Deep neural networks have achieved human-level accuracy on almost all
perceptual benchmarks. It is interesting that these advances were made using
two ideas that are decades old: (a) an artificial neuron based on a linear
summator and (b) SGD training.
However, there are important metrics beyond accuracy: computational
efficiency and stability against adversarial perturbations. In this paper, we
propose two closely connected methods to improve these metrics on contour
recognition tasks: (a) a novel model of an artificial neuron, a "strong
neuron," with low hardware requirements and inherent robustness against
adversarial perturbations and (b) a novel constructive training algorithm that
generates sparse networks with $O(1)$ connections per neuron.

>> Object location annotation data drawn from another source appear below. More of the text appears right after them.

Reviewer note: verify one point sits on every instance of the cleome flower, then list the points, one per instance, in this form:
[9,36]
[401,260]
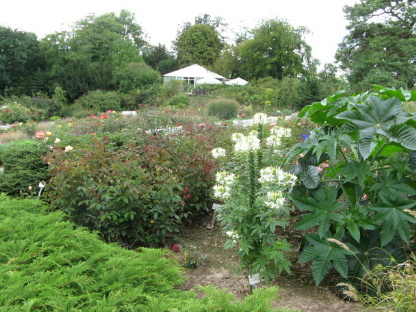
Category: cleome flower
[68,148]
[275,200]
[224,182]
[277,175]
[245,143]
[218,152]
[260,118]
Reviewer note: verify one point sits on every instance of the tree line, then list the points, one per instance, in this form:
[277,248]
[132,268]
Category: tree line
[109,52]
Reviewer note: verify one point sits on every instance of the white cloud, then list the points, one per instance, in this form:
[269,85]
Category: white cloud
[160,19]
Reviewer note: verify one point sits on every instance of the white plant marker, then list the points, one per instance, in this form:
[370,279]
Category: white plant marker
[41,186]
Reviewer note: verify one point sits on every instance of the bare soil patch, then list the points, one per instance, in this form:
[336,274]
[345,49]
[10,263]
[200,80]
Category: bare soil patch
[202,245]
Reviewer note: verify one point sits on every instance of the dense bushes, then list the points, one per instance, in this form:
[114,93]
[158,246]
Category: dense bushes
[100,101]
[48,265]
[179,100]
[138,194]
[23,168]
[15,112]
[223,108]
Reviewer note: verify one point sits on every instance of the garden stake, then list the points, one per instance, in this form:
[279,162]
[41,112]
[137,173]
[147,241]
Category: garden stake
[41,185]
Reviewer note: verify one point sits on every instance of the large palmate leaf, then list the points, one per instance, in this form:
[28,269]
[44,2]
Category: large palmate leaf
[404,135]
[412,160]
[326,253]
[389,185]
[355,171]
[324,209]
[376,117]
[401,94]
[393,219]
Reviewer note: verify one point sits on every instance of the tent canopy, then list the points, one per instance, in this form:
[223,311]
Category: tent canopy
[208,80]
[237,82]
[192,74]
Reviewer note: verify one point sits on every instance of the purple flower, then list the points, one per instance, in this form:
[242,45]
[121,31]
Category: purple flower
[304,136]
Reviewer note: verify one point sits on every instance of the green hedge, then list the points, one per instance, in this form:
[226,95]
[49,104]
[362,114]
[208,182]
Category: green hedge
[46,264]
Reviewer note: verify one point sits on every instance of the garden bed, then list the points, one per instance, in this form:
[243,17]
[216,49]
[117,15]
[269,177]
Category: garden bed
[203,244]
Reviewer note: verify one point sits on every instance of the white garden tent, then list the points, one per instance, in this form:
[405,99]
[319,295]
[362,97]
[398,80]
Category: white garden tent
[208,80]
[236,82]
[191,74]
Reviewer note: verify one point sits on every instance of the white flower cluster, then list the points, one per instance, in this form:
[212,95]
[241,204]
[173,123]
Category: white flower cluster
[245,143]
[224,182]
[276,134]
[278,176]
[275,200]
[260,118]
[218,152]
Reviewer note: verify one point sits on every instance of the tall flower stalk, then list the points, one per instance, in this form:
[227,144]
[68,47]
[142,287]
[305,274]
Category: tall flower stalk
[255,202]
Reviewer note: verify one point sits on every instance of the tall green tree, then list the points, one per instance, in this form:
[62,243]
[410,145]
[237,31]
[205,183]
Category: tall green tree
[200,44]
[275,49]
[159,58]
[21,62]
[381,45]
[87,57]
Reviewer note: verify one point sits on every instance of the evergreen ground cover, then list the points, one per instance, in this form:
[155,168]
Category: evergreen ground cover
[48,264]
[164,155]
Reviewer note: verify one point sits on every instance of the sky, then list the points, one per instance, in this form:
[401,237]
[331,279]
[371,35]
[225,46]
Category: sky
[160,19]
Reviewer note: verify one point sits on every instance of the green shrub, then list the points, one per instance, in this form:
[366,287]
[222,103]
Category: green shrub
[138,194]
[180,100]
[3,147]
[100,101]
[223,108]
[23,169]
[394,288]
[135,76]
[48,265]
[13,113]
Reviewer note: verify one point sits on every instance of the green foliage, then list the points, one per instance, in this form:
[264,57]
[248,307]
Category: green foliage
[223,108]
[357,173]
[100,101]
[135,76]
[135,195]
[87,57]
[254,201]
[380,47]
[198,44]
[393,287]
[159,58]
[4,147]
[47,264]
[23,169]
[274,49]
[14,113]
[21,63]
[180,100]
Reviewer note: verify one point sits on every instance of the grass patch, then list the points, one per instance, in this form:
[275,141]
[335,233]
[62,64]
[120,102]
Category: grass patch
[48,264]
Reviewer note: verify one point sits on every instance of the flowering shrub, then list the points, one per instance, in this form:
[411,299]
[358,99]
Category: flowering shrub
[254,201]
[357,171]
[14,113]
[23,168]
[137,194]
[113,193]
[223,108]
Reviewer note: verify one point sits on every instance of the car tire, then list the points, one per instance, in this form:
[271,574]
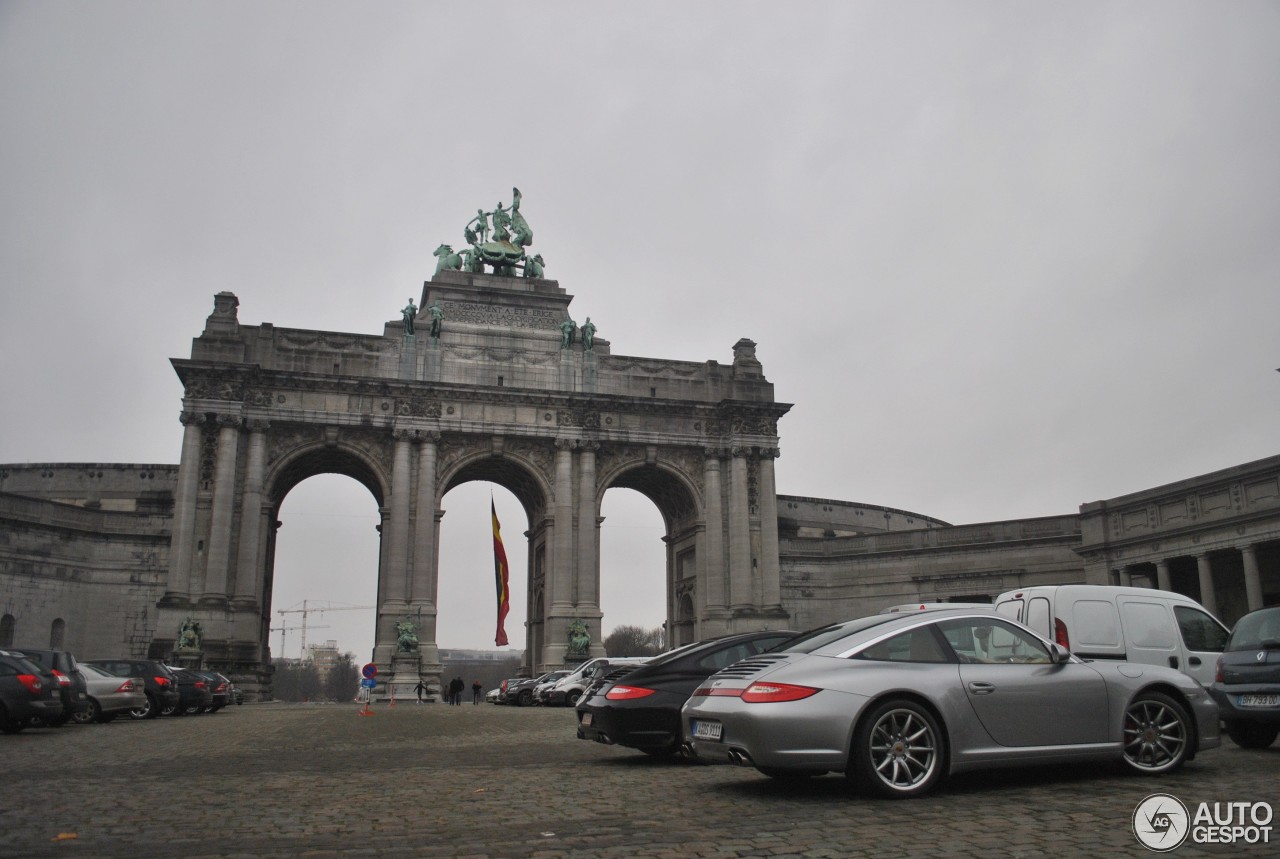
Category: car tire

We demonstrate the feasibility of our approach through experiments on SVHN
and GTSRB benchmarks. We achieved an impressive 10x-100x reduction in
operations count (10x when compared with other sparsification approaches, 100x
when compared with dense networks) and a substantial reduction in hardware
requirements (8-bit fixed-point math was used) with no reduction in model
accuracy. Superior stability against adversarial perturbations (exceeding that
of adversarial training) was achieved without any counteradversarial measures,
relying on the robustness of strong neurons alone. We also proved that
constituent blocks of our strong neuron are the only activation functions with
perfect stability against adversarial attacks.